Ilmu selalu tumbuh dan berkembang, kebijakan pemerintah selalu dinamis, setiap guru atau sekolah pasti menghadapi masalah di dunia pendidikan. Alasan tersebut sepatutnya menjadi motivasi guru untuk selalu meningkatkan kompetensi agar mampu menjadi problem solver. Salah satu tantangan di dunia pendidikan yaitu tumbuhnya dunia digital berbarengan dengan semakin canggihnya perangkat teknologi. Dunia digital menuntut kompetensi baru yang harus dikuasai guru dan peserta didik yakni literasi digital.
Meskipun urgen, implementasi literasi digital di sekolah masih menjadi polemik. Misalnya, guru merasa terbebani karena harus belajar perangkat lunak yang rumit dibandingkan dengan media pembelajaran klasik. Selain itu, digitalisasi dianggap menjadi sumber degradasi moral peserta didik. Terlebih, hadirnya teknologi berbasis artificial intelligence (AI) menciptakan kekhawatiran akan menggantikan guru di masa mendatang. Pertanyaan muncul, apakah dunia digital seberbahaya itu? Apakah pada akhirnya peran guru akan tergantikan teknologi?
Jika kita berselancar di https://toptools4learning.com/, kita akan menemukan daftar 100 teratas perangkat digital untuk pembelajaran. Penyusunan peringkat tersebut berdasarkan mayoritas pengguna baik untuk pembelajaran pribadi (PPL), pembelajaran di tempat kerja (WPL) dan pendidikan (EDU). Namun, bukan berarti alat tersebut tidak dapat digunakan dalam konteks lain. YouTube menjadi peringkat 1 selama 7 tahun berturut-turut sebagai perangkat lunak yang paling signifikan untuk mempelajari hal-hal baru (hosting video dan platform berbagi). Peringkat berikutnya Power Point menjadi perangkat lunak favorit untuk presentasi dan Pencarian Google sebagai mesin pencarian informasi.

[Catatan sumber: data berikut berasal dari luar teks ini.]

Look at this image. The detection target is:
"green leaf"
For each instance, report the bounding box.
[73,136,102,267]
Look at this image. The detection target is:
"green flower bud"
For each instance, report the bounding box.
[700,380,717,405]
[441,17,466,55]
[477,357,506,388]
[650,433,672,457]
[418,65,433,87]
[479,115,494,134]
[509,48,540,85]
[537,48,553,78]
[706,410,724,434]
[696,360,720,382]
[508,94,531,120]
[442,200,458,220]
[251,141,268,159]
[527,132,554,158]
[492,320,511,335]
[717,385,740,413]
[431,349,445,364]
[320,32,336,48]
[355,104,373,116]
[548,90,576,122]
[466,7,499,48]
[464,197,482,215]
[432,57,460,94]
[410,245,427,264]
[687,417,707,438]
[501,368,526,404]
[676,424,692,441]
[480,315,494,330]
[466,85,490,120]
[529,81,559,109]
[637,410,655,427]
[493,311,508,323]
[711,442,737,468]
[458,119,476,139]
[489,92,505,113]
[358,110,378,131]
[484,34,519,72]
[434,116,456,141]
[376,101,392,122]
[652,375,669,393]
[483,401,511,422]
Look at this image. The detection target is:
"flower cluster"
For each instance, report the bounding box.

Dalam dunia pendidikan, peran perangkat digital tersebut berada dalam domain explicit knowledge. Ibarat ilustrasi gunung es, explicit knowledge merupakan kumpulan pengetahuan yang terlihat dan mampu diidentifikasi atau dipahami secara kasat mata meliputi data, informasi, dokumen, rangkuman dsb. Domain ini bersifat teoritis berbentuk tulisan atau dokumentasi. Jika dikaitkan dengan taksonomi Bloom, explicit knowledge mayoritas berperan di level C1 hingga C3 (mengingat, memahami dan menerapkan) sedangkan untuk level C4 hingga C6 (menganalisis, mengevaluasi dan menciptakan) dapat menerapkan perangkat digital namun dengan pendampingan guru.
Lawan kata explicit knowledge yakni tacit knowledge. Tacit knowledge adalah pengetahuan yang terdapat dalam pikiran dan perasaan peserta didik yang sesuai pemahaman dan pengalaman pribadi. Domain ini tidak terstuktur, tidak nampak dan sulit untuk diidentifikasi secara langsung. Bentuknya meliputi pengalaman, perasaan, proses berpikir, kompetensi, komitmen hingga karakter. Tacit knowledge berperan besar untuk membentuk kemampuan berpikir tingkat tinggi (level C4 hingga C6) dan menyumbang kesuksesan belajar peserta didik yakni sebanyak 95%. Pengetahuan dalam tacit knowledge dapat ditransfer secara efektif dengan bertatap muka (person to person) dan percakapan secara langsung. Peran guru berada di domain tacit knowledge.
Guru berinteraksi secara langsung dengan peserta didik meskipun dalam perkembangannya, pembelajaran dapat berlangsung melalui forum digital meeting. Perihal pengetahuan yang berkembang, guru dapat memanfaatkan perangkat digital untuk memperdalam dan memperluas pemahaman. Namun demikian, guru memiliki peran besar dalam memberikan konteks pengetahuan atau peristiwa yang terjadi, membimbing kemampuan bertanya, mengajarkan cara belajar (metakognitif), mengembangkan cara berpikir kritis, hingga mengarahkan dan mewadahi hasil karya peserta didik. Pada akhirnya, peran guru yang tidak dapat digantikan oleh teknologi digital secanggih apapun adalah mentransfer emosi dan sisi kemanusiaan dalam jiwa peserta didik.